Atma mengangkat tangannya ke udara, mencoba memukul dinding itu sekali lagi.
BBBUUG...
Satu pukulan mendarat sempurna di pelipis Atma. Bukan ia yang memukul tentu saja, siapa lagi kalau bukan Lingga.
"Mati aja, mati sekalian. Biar Mbak Kala sendirian!" ucap Lingga penuh penekanan dimana-mana. Atma tak bisa berkutik. Matanya kosong menatap Lingga. Memang tak ada tangis, tapi luka menyorot begitu dalam. Atma telah gagal menjadi ayah, lebih buruknya lagi ia telah gagal menjadi seorang suami. Ia memang tak becus dalam hal apapun.

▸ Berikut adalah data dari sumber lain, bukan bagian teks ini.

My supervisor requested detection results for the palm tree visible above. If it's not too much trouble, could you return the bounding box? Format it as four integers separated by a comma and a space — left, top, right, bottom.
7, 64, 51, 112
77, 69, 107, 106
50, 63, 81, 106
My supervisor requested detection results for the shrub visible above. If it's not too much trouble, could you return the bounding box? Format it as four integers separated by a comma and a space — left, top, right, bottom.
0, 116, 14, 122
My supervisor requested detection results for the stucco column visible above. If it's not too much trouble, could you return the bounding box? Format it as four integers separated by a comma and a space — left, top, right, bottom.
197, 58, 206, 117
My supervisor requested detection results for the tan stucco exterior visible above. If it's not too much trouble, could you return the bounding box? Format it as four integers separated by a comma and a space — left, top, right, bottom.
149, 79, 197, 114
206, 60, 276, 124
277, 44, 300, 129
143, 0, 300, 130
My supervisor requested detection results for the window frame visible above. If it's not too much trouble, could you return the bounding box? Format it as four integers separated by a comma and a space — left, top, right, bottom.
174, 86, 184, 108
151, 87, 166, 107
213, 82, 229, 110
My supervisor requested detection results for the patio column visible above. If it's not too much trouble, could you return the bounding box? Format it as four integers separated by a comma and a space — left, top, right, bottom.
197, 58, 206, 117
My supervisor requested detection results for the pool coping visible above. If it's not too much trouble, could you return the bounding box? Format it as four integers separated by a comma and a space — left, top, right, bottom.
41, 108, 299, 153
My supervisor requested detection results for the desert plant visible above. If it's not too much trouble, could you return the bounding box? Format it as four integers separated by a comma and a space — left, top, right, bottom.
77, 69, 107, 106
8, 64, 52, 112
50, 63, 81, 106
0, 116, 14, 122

"Kala. Keguguran." ulangnya lagi-lagi sampai entah. Sampai akhirnya dering ponselnya menyadarkan Atma dari segala kalut yang menderanya saat ini.
Atma mengangkat telepon dengan berbagai ekspresi.
"Ga. Abang ke kantor sebentar, ada urusan. Tolong jaga Kala dan beri dia pengertian ya." meski berat setengah hati mengucapkan itu tapi mau tak mau Atma harus meninggalkan rumah sakit dan menjalankan tugasnya yang lain.
Sabar sayang, sabar. Tunggu aku. Jangan menangis, jangan bersedih. Aku ada, untukmu, untukmu dan selalu untukmu.